Le confesé esto a Halas y él me tranquilizó. No se trataba de una equivocación.

– Seguramente ha sido Josef Palivec, que acaba de volver de París y tiene una costumbre extraña y poco corriente: le gusta hacer regalos. Probablemente se lo pueda permitir y le satisface. Está traduciendo poesía checa al francés. Hay también unos poemas tuyos y te ha mandado eso como recompensa.

Después de esta explicación, deshicimos la cesta. Entre las botellas de vino encontré un Cháteau-Mont-Bazillac. Al probarlo pensé que era el mejor vino de todos los buenos vinos. Sin embargo, no tenía derecho a proclamar una cosa así. Debería haber dicho que era el mejor vino que había probado.

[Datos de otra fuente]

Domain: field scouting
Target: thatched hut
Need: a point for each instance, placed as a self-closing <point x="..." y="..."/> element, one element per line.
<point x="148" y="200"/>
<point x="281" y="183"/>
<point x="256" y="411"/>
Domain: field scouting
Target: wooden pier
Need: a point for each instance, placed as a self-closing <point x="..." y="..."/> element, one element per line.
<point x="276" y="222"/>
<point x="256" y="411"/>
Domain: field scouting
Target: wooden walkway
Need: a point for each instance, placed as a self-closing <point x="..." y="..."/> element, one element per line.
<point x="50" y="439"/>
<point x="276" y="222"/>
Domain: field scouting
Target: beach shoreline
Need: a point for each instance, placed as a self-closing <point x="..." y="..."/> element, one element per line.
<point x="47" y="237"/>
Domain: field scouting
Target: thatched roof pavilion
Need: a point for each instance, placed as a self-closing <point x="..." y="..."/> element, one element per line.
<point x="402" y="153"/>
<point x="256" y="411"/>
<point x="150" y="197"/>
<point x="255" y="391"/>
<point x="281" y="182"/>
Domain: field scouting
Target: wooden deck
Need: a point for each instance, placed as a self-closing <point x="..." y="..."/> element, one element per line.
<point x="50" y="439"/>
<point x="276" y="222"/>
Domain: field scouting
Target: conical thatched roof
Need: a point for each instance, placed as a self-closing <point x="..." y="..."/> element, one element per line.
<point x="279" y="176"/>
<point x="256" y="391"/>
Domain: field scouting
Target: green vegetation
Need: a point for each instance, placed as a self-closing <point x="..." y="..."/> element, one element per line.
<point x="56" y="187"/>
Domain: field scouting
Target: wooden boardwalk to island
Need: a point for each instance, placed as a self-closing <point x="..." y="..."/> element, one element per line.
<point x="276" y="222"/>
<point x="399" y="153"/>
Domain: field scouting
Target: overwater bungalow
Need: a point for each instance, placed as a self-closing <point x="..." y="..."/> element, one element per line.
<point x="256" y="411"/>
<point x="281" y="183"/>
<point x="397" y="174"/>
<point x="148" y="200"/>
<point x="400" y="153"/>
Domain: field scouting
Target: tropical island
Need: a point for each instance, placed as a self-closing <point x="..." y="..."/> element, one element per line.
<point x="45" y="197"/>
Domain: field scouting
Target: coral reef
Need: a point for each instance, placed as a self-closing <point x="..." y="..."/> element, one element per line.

¡Pero creedme, era un vino delicioso!

Al cabo de poco tiempo conocí a Palivec personalmente en casa de los Halas. ¡Pobre Bunka Halasová! Tenía mucho trabajo y preocupaciones con los invitados, pero era amable y atractiva. Su marido le solía decir: ¡Sé agradable y calla! Y ella no se quejaba nunca de los invitados.

Palivec era un hombre relativamente alto y muy guapo. Le debía de favorecer mucho el sombrero de copa diplomático. Siempre iba bien vestido y «totalmente iluminado por la cultura francesa». Tenía casi veinte años más que nosotros. En su juventud fue durante algún tiempo secretario de Jaroslav Vrchlicky. Entendía de poesía como pocas personas.

Tenía dos grandes amores: la lengua materna y la poesía. Nos veíamos en los años en que estaba traduciendo a Valéry. El crítico Salda proclamó que aquella traducción era perfecta y que estaba, desde todos los puntos de vista, al nivel del original. Nezval dijo algo muy acertado sobre Palivec: Escribía tan buena poesía en checo cuando traducía a Valéry como en francés cuando traducía a los poetas checos.

En la época en que nos conocimos no hablaba nunca de su poesía. Estaba tan introducido en el secreto de ésta, la conocía tan bien y la entendía tanto que al final no tuvo otro camino que ponerse a escribir él mismo. No sé si ya había hecho algunos poemas antes de insistir nosotros en que tenía que escribir o si se dio por vencido bajo nuestra insistencia, pero el hecho es que un día nos trajo varios manuscritos suyos que más tarde incluyó en el Anillo de sellar. Estaba entre ellos, si no recuerdo mal, el ciclo cósmico Estrellas. Lo leímos fascinados. En su poesía había algo que la aproximaba incluso a Halas. Amasaba las palabras y creaba otras nuevas, a primera vista sorprendentes y divertidamente monstruosas. Era muy interesante hablar con él del lenguaje poético.